Les débuts en tant que professeure

Sa détermination lui vaut l’autorisation d’intégrer l’université de Göttingen. La jeune femme écrit trois mémoires et obtient son diplôme de docteur avec les félicitations du jury. Toutefois, aucune université ne veut d’une femme professeure. En 1878, Sofia met au monde sa fille Fufa. Mais deux ans plus tard, Les époux Kovalevski se séparent. En avril 1883, Vladimir se suicide. C’est un choc pour Sofia qui tente de compenser en se plongeant dans un travail de recherche intensif. En août, à l’occasion du VIIe Congrès des naturalistes et des médecins, elle lit un extrait de son travail sur la double réfraction.
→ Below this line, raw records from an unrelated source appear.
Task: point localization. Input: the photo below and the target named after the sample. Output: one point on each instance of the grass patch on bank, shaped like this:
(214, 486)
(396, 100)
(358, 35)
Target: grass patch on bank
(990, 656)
Gösta Mittag-Leffler, un ancien étudiant de Weierstrass, lui propose alors un poste de maître-assistant dans la toute nouvelle Haute école de Stockholm.

L’amour de la littérature

L’enseignement ne lui suffit pas. Pour Sofia Kovalevskaïa, les mathématiques sont « une science qui nécessite une imagination sans bornes ». Elle les compare au travail littéraire : « Il me semble que le poète doit voir ce que les autres ne voient pas, qu’il doit voir plus loin que les autres. Et le mathématicien doit en faire de même. » En marge de son poste d’enseignante, elle travaille avec Anne Charlotte Leffler, la sœur de Gösta Mittag-Leffler, sur un drame littéraire. Elle semble allier sans le moindre effort son âme d’artiste avec la pensée analytique d’une scientifique.

 

La théorie de « toupie de Kovalevski »

À 38 ans, Sofia reçoit le Prix Bordin de l’Académie des sciences française pour sa présentation de fonctions sur le mouvement d’un corps rigide autour d’un point fixe. Sa théorie est depuis connue sous le nom de « toupie de Kovalevski ». Toutefois, elle n’arrive même pas à obtenir un poste de simple enseignante en France, son pays d’élection. En revanche, elle est titularisée en 1889 à Stockholm. La même année, elle publie ses souvenirs d’enfance. Hélas, trois ans plus tard, elle décède d’une infection pulmonaire à l’âge de 42 ans seulement.